Update: I will point out that this answer basically assumes that all of your candidates will present as either male or female. As a result, is it very limited in the case of non-gender conforming candidates. These candidates may also be subject to even greater discrimination and this approach will not solve (and could even aggravate) those problems.


I think there are two approaches. The approach your question focuses on is blinding of the panel to the gender of the applicant. Doing this, may actually increase gender bias. By blinding the search panel to the gender of the applicant, it becomes very difficult for things like maternity leave to be taken into consideration. The better way to remove, or limit gender bias, is to provide training to the search panel about gender bias in academia and help them become aware of any biases they might have.


One simple and extremely effective step is to start tracking metrics on the candidate pool at every stage of the process. Let's say you're looking at how your department hires assistant professors. Then you might track:

  1. What percentage of Ph.D. holders in the field are women?
  2. What percentage of the applications you receive are from women?
  3. What percentage of the short-listed candidates are women?
  4. What percentage of the interviewed candidates are women?
  5. What percentage of the offers made are to women?
  6. What percentage of the accepted offers are taken by women?
  7. What percentage of the professors who advance toward tenure are women?

Now you've got actual data on what your pipeline looks like and can look for where the leaks are. If the fraction of females in the pool changes significantly at any particular stage, then that's where to focus your energy. Likewise, if the base fraction in the field is lower than you want in your institution, you can use your metrics to decide where to try to enrich the pool with good candidates.

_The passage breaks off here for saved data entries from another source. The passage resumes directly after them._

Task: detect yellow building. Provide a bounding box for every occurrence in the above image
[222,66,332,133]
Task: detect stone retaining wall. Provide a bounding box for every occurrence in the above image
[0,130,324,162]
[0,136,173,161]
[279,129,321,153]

Obviously, the same approach can be applied for other disadvantaged groups as well.

I personally think this type of approach is a critical addition to the toolbox of addressing bias, because it lets you scientifically study your institution's process. You may discover things that surprise you. For example, the colleagues who I learned about this from discovered that the later stages of the hiring pipeline they were dealing with were actually OK, but that the percentage of women applying in the first place was much lower than the percentage of women in the field. That meant (to everybody's surprise) that the problem was primarily in the way that positions were being advertised and recruited for, rather than in the interviews themselves, and so that was the process that fixes were targeted at.